Em casa, não mostra ansiedade. Mas sorri, satisfeito, com a mensagem da filha: "Auditório cheio e colorido. Brancos e pretos, chineses e timorenses, velhos e novos, ministros e funcionários, alunos e ex-alunos. Só falta o homenageado."
Uns minutos depois, é uma assistente que continua o relato: "O Dr. Costa Andrade está a fazer um belo discurso, mas sentimos muito a sua falta. Beijinhos."
Carpe diem
""Beijinhos", vê? Isto mostra a relação fantástica que tenho com os meus discípulos", diz Figueiredo Dias. Pouco antes, enredara-se numa tentativa frustrada de explicar o que é um discípulo. Neste caso, não é um aluno. Mas alguém que, inspirado no mestre, seguiu, em diálogo com este, o seu próprio caminho. Mais tarde, num curto discurso na sala do conselho científico da faculdade (uma fuga à tradição justificada pela recém inaugurada galeria de retratos a óleo de antigos professores), havia de dizer: "Não sei se dei mais aos meus discípulos do que aquilo que recebi. Eles trazem-me as suas investigações. Eu dei-lhes o quê? Recebi-os, ouvi-os, conversei com eles. E assim se fez o fundamental: o espírito da escola."
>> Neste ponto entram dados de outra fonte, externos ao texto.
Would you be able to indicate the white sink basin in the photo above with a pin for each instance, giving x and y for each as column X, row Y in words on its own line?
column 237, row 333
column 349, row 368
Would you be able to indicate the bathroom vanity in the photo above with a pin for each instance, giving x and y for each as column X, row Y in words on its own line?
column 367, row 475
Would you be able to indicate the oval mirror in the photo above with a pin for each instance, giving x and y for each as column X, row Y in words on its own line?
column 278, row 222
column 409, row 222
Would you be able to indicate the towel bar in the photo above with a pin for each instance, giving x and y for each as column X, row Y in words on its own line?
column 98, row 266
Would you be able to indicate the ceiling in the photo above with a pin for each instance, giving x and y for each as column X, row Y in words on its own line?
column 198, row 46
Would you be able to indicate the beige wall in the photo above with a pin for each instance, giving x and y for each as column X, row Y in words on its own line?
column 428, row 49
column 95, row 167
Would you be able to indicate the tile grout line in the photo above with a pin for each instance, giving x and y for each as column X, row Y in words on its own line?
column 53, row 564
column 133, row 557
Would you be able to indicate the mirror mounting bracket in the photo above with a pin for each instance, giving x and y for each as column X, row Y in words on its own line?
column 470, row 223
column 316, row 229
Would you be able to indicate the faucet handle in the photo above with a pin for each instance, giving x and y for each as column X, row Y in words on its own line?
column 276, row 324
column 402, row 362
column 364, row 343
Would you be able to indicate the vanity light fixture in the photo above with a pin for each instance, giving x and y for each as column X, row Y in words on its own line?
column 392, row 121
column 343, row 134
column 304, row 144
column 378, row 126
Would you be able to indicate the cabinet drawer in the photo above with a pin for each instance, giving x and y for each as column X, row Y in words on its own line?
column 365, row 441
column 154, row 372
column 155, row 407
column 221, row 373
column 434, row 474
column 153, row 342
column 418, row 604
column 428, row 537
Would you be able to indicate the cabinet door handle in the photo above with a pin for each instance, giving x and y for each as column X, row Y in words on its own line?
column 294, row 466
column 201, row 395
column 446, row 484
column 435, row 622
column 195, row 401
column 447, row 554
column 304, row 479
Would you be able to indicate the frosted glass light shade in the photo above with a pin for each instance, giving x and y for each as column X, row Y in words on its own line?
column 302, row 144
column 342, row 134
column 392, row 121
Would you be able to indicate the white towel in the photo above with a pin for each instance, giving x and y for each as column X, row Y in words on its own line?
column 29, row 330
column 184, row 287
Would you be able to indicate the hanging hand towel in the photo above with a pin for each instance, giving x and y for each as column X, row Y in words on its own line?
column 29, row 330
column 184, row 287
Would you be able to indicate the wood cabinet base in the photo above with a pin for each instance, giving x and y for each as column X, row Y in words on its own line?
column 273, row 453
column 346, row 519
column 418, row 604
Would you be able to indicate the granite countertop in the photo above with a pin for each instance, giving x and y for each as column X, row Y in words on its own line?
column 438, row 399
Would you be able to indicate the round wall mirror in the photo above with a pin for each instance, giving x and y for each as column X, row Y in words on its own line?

Há "últimas aulas" pouco concorridas. Não foi o caso, uma prova de que é por muitos reconhecido. Já não é o rapazinho, filho dos donos de uma tabacaria de Viseu, que há mais de 50 anos chegou a Coimbra para cursar Direito. É, dizem muitos, o penalista português mais conceituado, no país e no estrangeiro.
Figueiredo Dias esteve na origem da elaboração e revisão de todos os códigos de Direito Penal e Processo Penal do período democrático, à excepção da última reforma. Tem uma vastíssima obra traduzida em várias línguas - até em chinês. Ocupou todos os cargos possíveis na faculdade. É membro da direcção das mais prestigiadas associações internacionais de Direito Penal. Isto para resumir um longuíssimo currículo que justifica que, enquanto está em sua casa, um auditório se encha.
Como é que chegou aqui? Fazendo "o que gosta", seguindo o seu lema: Carpe diem (aproveita o dia). Como aluno desprezou as disciplinas que menos lhe agradavam (tendo mesmo notas que diz serem "pouco dignas") e empenhou-se nas que o apaixonaram. Era recém-licenciado quando, em Outubro de 1959, o então professor catedrático de Direito Penal, Eduardo Correia, aproveitou o intervalo de um espectáculo no Teatro Avenida para lhe dizer: "Amanhã quero falar consigo." Estava à espera. Tinha tido um 18 à disciplina e era sabido que havia uma vaga para assistente.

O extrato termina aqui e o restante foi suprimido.